In a letter to Starbucks’ (NASDAQ:SBUX) board members Beth Ford and Jorgen Vig Knudstorp, Trillium Asset Management, Shareholder Association for Research and Education (SHARE), and representatives for New York employees’ pension fund are urging the company to negotiate a deal with its labor union to avoid a strike by its members.
“We are concerned that Starbucks’ labor relations have significantly deteriorated, as reflected by over one hundred Unfair Labor Practice complaints filed since the beginning of the year, in-store actions, partner walkouts and protests over store closings, and even strikes,” the letter from Trillium, SHARE, Pensions Investment Research Consultants (PIRC), and New York City Comptroller Brad Lander said.
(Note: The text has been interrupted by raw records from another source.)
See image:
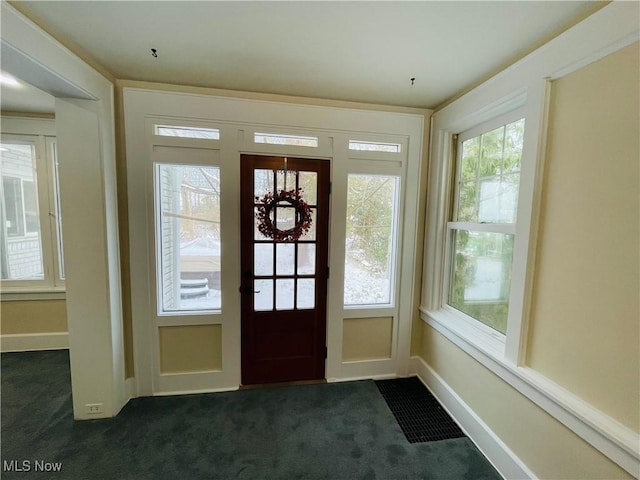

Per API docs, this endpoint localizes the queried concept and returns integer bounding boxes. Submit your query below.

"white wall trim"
[421,311,640,477]
[410,357,537,480]
[0,289,67,302]
[0,332,69,353]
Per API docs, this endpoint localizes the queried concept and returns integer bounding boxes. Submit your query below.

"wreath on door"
[256,188,312,242]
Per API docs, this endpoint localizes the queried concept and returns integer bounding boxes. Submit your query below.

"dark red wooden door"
[240,155,329,385]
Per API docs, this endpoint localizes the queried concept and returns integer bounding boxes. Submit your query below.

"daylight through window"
[448,119,524,334]
[344,174,400,306]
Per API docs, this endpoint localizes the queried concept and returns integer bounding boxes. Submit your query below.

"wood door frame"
[240,154,331,384]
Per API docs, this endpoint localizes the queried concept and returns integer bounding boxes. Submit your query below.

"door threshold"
[240,378,327,390]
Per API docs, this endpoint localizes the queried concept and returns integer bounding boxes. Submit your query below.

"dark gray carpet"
[1,351,500,480]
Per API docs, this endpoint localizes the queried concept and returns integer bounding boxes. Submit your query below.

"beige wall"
[420,44,640,479]
[342,317,393,362]
[421,324,632,480]
[0,300,67,335]
[527,43,640,432]
[159,325,222,373]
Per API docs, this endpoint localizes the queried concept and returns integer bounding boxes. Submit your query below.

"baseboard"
[410,357,537,480]
[0,332,69,352]
[327,373,398,383]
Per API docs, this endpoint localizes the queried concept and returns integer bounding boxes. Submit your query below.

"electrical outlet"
[84,403,104,415]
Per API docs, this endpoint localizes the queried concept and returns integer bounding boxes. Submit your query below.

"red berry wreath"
[256,188,312,242]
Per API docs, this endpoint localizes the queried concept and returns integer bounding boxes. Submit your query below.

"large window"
[344,174,400,306]
[0,135,64,290]
[447,114,524,334]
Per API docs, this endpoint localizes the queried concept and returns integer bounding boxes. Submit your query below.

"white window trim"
[0,130,65,301]
[438,107,527,344]
[420,2,640,475]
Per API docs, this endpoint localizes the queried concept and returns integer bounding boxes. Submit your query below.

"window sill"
[420,308,505,362]
[420,307,640,475]
[0,287,67,302]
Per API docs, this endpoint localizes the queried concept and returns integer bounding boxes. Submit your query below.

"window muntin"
[447,119,525,334]
[155,125,220,140]
[253,132,318,147]
[49,141,64,280]
[344,174,400,307]
[155,164,221,315]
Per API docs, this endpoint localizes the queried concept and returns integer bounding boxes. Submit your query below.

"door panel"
[241,155,329,384]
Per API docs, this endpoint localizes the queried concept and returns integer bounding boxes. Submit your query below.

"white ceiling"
[0,72,55,114]
[8,1,594,108]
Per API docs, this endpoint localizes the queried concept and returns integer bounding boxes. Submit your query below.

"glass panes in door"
[253,169,318,311]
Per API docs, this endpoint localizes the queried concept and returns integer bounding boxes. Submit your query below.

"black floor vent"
[375,377,465,443]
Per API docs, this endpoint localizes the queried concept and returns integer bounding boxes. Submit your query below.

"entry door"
[240,155,329,385]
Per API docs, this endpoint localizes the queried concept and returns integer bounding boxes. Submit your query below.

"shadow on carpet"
[1,351,500,480]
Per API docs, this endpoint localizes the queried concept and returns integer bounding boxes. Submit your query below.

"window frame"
[420,90,536,366]
[342,172,404,310]
[441,107,526,342]
[0,132,65,294]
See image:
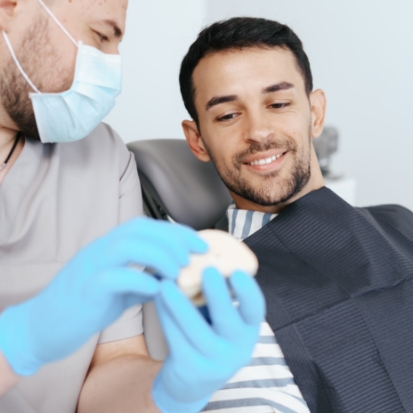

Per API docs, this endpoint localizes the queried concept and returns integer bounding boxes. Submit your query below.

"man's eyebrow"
[262,82,294,93]
[206,95,238,110]
[103,19,123,37]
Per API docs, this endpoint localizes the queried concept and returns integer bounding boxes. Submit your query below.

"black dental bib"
[245,188,413,413]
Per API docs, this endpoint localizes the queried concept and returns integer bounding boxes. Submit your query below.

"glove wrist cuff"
[152,372,211,413]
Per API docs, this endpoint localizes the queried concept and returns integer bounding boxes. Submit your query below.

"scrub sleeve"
[0,124,143,413]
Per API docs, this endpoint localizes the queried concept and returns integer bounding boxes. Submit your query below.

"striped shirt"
[204,205,310,413]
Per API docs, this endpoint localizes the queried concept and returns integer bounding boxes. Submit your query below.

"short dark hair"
[179,17,313,126]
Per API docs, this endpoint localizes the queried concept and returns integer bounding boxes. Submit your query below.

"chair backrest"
[127,139,231,230]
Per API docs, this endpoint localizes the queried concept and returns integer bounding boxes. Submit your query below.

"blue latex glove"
[0,218,208,375]
[152,268,265,413]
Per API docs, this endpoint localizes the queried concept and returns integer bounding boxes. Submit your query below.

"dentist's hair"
[179,17,313,127]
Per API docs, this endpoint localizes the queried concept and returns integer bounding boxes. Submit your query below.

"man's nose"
[245,110,274,142]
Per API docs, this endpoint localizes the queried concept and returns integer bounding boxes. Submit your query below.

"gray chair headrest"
[127,139,231,230]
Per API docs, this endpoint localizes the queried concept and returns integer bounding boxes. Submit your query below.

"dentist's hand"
[152,268,265,413]
[0,218,207,375]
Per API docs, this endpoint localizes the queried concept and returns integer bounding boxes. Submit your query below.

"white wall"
[206,0,413,209]
[105,0,205,142]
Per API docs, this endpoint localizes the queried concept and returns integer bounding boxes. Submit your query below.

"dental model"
[177,229,258,306]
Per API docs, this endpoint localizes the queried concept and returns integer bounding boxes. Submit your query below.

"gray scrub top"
[0,124,143,413]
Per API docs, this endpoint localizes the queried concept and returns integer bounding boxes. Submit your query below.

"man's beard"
[0,16,65,139]
[203,133,311,206]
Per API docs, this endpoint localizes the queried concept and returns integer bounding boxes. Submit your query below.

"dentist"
[0,0,265,413]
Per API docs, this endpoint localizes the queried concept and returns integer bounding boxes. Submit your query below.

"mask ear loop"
[38,0,79,47]
[2,30,41,94]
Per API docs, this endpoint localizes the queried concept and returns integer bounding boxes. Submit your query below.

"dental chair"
[128,139,231,231]
[127,127,338,360]
[127,139,231,360]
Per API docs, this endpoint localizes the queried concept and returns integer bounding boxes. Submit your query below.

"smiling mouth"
[246,152,285,166]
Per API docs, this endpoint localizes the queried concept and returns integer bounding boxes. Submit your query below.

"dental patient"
[180,18,413,413]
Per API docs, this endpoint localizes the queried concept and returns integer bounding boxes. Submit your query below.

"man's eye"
[95,31,109,43]
[217,113,237,122]
[271,103,290,109]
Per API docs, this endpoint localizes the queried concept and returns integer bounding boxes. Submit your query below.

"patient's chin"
[222,168,311,206]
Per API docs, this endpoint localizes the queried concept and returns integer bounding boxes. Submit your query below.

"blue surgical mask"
[3,0,122,143]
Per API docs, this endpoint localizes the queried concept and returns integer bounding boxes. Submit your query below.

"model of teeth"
[250,153,283,166]
[177,230,258,306]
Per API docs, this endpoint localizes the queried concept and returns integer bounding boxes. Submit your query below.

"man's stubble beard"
[0,16,67,140]
[203,131,311,206]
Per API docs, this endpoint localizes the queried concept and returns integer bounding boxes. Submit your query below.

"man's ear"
[0,0,18,32]
[182,120,211,162]
[310,89,327,138]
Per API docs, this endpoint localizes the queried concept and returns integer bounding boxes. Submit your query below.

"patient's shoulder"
[361,205,413,240]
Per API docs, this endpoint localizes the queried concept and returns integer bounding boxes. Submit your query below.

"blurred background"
[105,0,413,210]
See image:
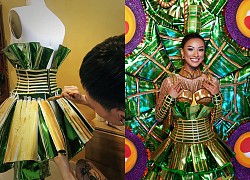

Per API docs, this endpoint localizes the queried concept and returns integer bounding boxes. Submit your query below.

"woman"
[148,33,234,180]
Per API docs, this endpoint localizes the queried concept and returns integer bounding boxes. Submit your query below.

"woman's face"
[181,38,205,72]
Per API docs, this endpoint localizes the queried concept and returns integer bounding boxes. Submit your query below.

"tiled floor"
[0,161,63,180]
[0,151,84,180]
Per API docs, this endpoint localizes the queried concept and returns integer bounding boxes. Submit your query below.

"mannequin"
[0,0,87,179]
[9,0,65,69]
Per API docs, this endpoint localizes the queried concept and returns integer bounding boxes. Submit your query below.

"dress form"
[9,0,65,68]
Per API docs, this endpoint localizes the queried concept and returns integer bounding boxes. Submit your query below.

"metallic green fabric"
[0,42,93,180]
[125,0,250,179]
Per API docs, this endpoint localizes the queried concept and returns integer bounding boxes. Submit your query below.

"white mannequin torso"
[9,0,65,51]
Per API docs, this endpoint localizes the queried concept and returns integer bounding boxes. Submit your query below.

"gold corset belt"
[170,118,215,143]
[14,69,59,95]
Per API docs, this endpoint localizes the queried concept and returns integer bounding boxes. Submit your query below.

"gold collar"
[179,67,202,79]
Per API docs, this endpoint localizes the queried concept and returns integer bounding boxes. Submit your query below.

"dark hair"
[79,34,125,110]
[181,33,205,48]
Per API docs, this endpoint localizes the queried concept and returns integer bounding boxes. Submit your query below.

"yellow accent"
[4,100,38,163]
[234,132,250,168]
[125,138,137,173]
[39,100,66,151]
[125,5,136,44]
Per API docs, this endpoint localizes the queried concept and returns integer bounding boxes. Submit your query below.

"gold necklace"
[158,0,177,8]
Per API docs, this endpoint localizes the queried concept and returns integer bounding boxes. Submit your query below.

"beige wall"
[1,0,125,121]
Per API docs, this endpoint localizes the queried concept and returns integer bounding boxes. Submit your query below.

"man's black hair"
[79,34,125,110]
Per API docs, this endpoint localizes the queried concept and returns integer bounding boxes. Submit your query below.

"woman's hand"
[203,80,220,95]
[167,82,183,98]
[62,86,88,105]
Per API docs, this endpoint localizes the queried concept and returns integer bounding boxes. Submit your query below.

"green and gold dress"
[145,68,234,180]
[0,42,93,179]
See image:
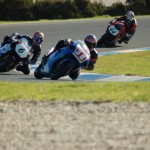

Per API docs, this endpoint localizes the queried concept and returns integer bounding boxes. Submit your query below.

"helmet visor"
[33,35,43,44]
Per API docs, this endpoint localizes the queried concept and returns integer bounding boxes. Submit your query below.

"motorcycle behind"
[97,21,125,47]
[0,39,30,72]
[34,40,90,80]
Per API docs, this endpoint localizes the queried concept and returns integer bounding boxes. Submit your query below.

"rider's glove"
[29,59,36,65]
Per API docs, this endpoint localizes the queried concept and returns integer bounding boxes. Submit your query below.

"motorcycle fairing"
[0,44,11,57]
[15,42,29,58]
[108,25,119,36]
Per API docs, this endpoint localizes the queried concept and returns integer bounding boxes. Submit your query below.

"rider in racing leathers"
[110,11,137,44]
[43,34,98,80]
[1,31,44,75]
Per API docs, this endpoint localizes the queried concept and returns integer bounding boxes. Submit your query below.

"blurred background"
[0,0,150,21]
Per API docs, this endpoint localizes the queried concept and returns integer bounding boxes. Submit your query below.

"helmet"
[126,11,135,21]
[84,34,97,49]
[33,31,44,45]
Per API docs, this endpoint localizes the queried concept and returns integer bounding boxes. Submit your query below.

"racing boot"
[16,64,30,75]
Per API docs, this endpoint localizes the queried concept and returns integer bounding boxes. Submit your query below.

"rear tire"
[50,61,74,80]
[34,64,43,79]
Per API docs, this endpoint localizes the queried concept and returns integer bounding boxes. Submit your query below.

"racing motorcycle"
[34,40,90,80]
[97,20,125,46]
[0,38,31,72]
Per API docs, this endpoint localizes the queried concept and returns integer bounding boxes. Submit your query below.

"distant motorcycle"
[97,21,125,46]
[34,40,90,80]
[0,39,30,72]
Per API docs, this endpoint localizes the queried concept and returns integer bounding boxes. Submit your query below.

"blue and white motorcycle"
[34,40,90,80]
[0,39,31,72]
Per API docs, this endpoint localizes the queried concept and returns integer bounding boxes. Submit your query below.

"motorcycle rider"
[42,34,98,80]
[110,11,137,44]
[1,31,44,75]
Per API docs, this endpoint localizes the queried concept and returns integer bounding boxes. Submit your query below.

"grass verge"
[0,51,150,102]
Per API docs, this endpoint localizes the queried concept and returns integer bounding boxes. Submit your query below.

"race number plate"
[73,45,88,63]
[108,25,119,36]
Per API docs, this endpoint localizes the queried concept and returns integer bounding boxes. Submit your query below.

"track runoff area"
[30,47,150,82]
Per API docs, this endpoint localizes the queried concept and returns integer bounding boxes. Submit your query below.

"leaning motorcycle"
[97,21,125,46]
[0,38,31,72]
[34,40,90,80]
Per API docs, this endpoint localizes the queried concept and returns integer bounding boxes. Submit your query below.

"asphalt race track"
[0,17,150,82]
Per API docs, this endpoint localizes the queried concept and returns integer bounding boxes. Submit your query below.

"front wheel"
[50,61,74,80]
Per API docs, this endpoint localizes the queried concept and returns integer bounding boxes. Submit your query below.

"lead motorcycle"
[34,40,90,80]
[97,20,125,46]
[0,38,31,72]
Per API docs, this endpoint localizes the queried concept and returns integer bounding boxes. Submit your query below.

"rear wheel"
[50,61,74,80]
[97,32,114,46]
[0,55,16,72]
[34,64,43,79]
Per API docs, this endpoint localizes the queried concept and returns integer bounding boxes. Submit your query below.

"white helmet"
[126,11,135,21]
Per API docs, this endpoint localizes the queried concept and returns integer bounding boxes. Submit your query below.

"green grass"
[86,51,150,77]
[0,82,150,102]
[0,51,150,102]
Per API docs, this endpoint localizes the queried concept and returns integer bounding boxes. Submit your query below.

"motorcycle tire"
[34,64,43,79]
[0,55,16,72]
[50,61,74,80]
[97,32,114,46]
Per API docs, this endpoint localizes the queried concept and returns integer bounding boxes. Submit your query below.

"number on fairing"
[108,25,119,35]
[73,47,87,63]
[18,48,25,53]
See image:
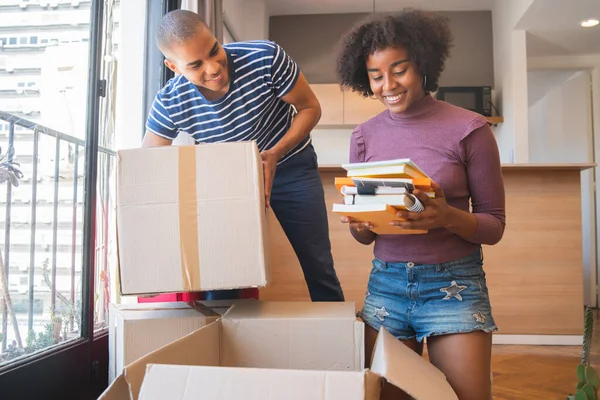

The investors cite the Starbucks Workers Union (SBWU) full page ad in the New York Times claiming the company is “stonewalling” and “refusing to settle a union contract” as three years have passed since the first union election with no contract agreement reached since.
Despite assurances by CEO Brian Niccol to engage with the labor union, “it now appears that labor relations at Starbucks have deteriorated since his arrival,” the letter adds.
Starbucks’ (NASDAQ:SBUX) contentious relationship with the SBWU goes back to the tenure of CEO Kevin Johnson when the SBWU was formed in Buffalo, New York. In the four years since, the union has grown to represent over 11,000 employees across 500 stores, even as Starbucks management sought to curb organizing efforts.
While the union has staged strikes at more than 190 restaurants, a comprehensive contract between Starbucks (NASDAQ:SBUX) management and Workers United for its unionized baristas has yet to be reached.
The union is seeking more hours for baristas to qualify for health insurance, higher take-home pay, and for the company to address the unresolved unfair labor practice charges ((ULPs)) against Starbucks.